Except hearing it as despair mistakes a piece of the story for the whole - because there's no way to listen to "Memphis Blues Again" without wallowing in the absolute joy of the wordplay, without splashing around in the metaphors and in the bubbling grotesquerie.

Dylan writes lucky, gathering what he can from coincidence, throwing any old thing into the gale and watching it fly. He's like a man directing and organizing a whirlwind.

The words of "Subterranean Homesick Blues" provide a rhythm on top: LOOK OUT KID, you're GONna GET HIT. If you think of his mouth as a drum set, he's hitting almost every beat with the snare, whack whack whack, a rhythm that reflects the violence in the lyrics. And underneath, the rest of the music is doing a dance, coming up from the juke joints and sock hops.

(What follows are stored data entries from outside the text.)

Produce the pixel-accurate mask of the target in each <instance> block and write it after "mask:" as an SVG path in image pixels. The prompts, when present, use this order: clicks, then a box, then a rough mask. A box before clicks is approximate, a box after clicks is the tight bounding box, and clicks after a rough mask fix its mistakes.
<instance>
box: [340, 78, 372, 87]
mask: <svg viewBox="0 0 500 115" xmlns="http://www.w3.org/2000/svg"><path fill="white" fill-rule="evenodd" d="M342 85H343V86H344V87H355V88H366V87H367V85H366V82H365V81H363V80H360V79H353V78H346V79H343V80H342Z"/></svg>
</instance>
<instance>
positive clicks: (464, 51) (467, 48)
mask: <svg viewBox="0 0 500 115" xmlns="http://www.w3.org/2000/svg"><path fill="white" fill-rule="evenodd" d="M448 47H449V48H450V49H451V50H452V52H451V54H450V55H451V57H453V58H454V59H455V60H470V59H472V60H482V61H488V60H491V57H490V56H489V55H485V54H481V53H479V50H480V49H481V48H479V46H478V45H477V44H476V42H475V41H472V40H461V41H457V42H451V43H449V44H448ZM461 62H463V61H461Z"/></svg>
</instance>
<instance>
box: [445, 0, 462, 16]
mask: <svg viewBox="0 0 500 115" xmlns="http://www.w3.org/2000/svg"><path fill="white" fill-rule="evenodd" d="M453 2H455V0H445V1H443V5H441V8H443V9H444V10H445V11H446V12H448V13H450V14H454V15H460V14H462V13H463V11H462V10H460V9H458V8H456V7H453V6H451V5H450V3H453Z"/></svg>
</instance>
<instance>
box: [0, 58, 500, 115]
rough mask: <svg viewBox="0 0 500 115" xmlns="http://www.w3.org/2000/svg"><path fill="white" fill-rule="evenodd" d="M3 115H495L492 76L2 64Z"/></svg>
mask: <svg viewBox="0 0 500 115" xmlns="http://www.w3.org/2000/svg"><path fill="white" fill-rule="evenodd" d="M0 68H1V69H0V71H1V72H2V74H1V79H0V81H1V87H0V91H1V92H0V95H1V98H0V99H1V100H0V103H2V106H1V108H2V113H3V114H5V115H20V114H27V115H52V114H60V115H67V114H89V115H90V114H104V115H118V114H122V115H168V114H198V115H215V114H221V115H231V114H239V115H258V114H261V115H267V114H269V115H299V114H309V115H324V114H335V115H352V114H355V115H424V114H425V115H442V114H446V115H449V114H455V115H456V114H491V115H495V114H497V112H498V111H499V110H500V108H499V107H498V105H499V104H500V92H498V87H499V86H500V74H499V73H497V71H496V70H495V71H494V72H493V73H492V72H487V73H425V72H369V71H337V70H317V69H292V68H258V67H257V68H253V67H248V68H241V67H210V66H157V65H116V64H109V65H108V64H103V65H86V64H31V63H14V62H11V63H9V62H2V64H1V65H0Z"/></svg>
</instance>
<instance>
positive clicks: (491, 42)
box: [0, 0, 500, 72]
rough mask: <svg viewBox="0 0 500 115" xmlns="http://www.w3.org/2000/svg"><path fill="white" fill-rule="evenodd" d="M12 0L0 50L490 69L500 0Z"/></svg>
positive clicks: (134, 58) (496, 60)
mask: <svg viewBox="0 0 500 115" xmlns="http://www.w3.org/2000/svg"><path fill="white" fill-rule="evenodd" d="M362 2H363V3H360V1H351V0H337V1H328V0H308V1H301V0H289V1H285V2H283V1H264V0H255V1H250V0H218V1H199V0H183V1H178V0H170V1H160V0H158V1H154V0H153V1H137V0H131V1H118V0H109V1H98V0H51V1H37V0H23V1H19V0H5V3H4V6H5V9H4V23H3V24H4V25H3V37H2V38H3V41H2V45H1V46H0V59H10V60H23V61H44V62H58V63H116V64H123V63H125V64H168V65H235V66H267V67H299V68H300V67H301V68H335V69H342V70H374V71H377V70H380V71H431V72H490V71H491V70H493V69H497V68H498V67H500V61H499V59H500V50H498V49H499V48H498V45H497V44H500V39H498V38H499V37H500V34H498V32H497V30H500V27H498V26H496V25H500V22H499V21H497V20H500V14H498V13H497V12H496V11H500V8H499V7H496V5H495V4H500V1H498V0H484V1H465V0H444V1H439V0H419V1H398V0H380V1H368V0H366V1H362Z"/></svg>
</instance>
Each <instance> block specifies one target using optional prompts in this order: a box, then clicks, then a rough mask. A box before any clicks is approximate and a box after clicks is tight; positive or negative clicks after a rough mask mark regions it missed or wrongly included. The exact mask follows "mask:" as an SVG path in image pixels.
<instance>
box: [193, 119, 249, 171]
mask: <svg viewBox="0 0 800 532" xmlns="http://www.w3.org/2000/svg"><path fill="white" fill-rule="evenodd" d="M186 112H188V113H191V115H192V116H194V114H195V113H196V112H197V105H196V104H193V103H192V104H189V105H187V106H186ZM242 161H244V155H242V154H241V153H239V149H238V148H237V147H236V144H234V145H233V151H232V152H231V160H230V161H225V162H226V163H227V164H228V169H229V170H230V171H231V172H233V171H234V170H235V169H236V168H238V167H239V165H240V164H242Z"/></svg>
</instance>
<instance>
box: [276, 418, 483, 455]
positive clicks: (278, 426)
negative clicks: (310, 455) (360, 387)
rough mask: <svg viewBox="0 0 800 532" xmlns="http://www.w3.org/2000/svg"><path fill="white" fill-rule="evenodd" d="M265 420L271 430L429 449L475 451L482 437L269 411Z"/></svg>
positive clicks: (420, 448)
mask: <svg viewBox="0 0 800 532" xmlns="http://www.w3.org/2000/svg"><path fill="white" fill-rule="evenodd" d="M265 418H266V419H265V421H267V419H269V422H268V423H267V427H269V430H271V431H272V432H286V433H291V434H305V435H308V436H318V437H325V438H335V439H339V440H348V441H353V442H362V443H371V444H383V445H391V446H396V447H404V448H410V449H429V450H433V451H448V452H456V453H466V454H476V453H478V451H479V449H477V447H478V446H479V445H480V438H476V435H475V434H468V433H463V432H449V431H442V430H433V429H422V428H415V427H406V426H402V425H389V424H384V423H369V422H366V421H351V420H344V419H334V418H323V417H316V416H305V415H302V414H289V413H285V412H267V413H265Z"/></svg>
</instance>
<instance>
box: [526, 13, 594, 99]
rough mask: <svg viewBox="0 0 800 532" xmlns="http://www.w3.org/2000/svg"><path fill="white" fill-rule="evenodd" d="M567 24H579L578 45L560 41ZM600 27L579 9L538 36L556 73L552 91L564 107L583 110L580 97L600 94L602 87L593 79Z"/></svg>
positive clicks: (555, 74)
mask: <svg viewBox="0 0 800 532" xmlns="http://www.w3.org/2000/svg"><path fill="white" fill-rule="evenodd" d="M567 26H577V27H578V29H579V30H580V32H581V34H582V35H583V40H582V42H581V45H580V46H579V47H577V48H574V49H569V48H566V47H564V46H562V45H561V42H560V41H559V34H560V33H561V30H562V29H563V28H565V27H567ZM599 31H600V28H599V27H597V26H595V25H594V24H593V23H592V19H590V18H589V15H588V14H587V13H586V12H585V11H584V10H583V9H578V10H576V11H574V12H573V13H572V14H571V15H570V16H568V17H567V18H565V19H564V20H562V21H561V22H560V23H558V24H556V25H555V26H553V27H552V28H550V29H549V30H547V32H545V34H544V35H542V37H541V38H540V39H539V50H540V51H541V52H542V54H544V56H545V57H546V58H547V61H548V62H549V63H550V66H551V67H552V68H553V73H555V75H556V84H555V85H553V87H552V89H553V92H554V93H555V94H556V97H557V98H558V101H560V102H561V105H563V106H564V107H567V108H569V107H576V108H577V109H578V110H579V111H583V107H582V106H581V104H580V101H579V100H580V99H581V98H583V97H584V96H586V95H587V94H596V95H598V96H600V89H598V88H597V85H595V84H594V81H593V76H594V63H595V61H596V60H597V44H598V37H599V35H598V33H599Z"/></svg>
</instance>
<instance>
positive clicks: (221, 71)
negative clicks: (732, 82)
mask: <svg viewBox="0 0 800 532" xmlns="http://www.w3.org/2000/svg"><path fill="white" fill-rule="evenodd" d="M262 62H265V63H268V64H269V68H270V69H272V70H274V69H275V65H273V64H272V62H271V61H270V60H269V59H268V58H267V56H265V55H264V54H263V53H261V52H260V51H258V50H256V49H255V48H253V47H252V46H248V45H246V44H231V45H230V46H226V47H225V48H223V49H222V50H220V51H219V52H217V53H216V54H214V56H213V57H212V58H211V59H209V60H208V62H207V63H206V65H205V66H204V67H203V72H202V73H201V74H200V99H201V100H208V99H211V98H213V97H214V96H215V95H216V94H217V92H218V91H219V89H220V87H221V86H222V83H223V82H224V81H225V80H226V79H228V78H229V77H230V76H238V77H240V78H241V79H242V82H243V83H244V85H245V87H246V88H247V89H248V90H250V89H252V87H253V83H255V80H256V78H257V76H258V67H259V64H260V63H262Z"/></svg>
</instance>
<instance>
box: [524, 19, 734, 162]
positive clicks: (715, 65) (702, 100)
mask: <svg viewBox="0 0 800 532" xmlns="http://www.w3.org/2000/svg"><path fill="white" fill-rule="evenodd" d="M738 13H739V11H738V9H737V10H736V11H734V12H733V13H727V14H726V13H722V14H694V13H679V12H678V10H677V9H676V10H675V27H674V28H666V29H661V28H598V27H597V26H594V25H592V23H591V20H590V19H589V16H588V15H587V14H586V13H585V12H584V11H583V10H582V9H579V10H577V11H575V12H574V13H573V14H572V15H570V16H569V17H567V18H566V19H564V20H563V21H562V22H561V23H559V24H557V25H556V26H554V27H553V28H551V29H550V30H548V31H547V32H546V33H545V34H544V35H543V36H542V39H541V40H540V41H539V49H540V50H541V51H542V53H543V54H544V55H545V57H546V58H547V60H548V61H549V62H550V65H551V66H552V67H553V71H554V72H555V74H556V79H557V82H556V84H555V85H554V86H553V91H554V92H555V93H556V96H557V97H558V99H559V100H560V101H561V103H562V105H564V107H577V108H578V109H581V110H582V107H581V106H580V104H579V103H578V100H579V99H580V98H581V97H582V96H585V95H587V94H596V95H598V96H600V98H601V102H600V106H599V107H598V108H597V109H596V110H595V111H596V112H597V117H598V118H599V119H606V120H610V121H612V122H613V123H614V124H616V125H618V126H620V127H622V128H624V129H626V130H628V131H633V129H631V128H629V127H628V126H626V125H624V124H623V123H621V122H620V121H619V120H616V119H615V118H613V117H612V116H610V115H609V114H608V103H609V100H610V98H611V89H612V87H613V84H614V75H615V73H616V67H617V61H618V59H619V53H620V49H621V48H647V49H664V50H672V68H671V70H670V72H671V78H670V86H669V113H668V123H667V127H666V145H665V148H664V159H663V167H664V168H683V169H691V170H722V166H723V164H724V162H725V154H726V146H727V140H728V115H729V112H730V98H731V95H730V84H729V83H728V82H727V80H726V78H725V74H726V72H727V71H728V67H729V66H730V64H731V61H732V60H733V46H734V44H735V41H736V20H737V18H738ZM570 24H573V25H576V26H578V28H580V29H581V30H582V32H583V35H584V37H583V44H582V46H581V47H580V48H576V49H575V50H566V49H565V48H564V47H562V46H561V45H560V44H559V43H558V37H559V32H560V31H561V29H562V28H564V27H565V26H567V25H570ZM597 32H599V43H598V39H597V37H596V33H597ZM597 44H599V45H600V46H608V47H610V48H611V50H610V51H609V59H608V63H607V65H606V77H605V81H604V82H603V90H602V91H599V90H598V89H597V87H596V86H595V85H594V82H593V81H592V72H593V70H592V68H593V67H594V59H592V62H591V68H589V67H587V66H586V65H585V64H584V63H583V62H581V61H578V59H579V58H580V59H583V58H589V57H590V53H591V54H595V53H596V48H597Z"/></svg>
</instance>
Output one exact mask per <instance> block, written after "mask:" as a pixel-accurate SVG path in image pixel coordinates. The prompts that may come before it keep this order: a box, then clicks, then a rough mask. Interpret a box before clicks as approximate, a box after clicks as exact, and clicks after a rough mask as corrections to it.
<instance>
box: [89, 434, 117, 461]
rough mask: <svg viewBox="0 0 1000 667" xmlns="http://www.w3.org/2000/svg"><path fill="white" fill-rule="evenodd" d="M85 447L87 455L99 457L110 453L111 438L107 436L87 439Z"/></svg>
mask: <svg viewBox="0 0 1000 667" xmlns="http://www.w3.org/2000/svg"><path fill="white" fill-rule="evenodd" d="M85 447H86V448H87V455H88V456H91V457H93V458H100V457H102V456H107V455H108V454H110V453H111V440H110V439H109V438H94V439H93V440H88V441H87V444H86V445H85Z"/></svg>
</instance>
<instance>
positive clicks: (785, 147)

Like Elvis before him, like Ashlee Simpson now, Dylan simply did not know his place - meaning both that he was uppity ("How much do I know / To talk out of turn / You might say that I'm young / You might say I'm unlearned") and that he was lost, that he had no place. He stretched and he twisted every song form he touched. This is because no form felt like home, and he had to expand them so that he could pile in content that hadn't previously been welcome. "Subterranean Homesick Blues" elongates to 18 bars and for practical purposes feels like one long vamp, a never-ending groove. It contains a critique and contains a party. The album notes say, "I know there're some people terrified of the bomb. But there are other people terrified to be seen carrying a Modern Screen magazine." Dylan pulled together worlds that want to remain separate but mustn't be allowed to: carney trash hucksters, self-serious ruminators, glamour pusses, street scrappers. And since Dylan didn't know who he was, he became all of them.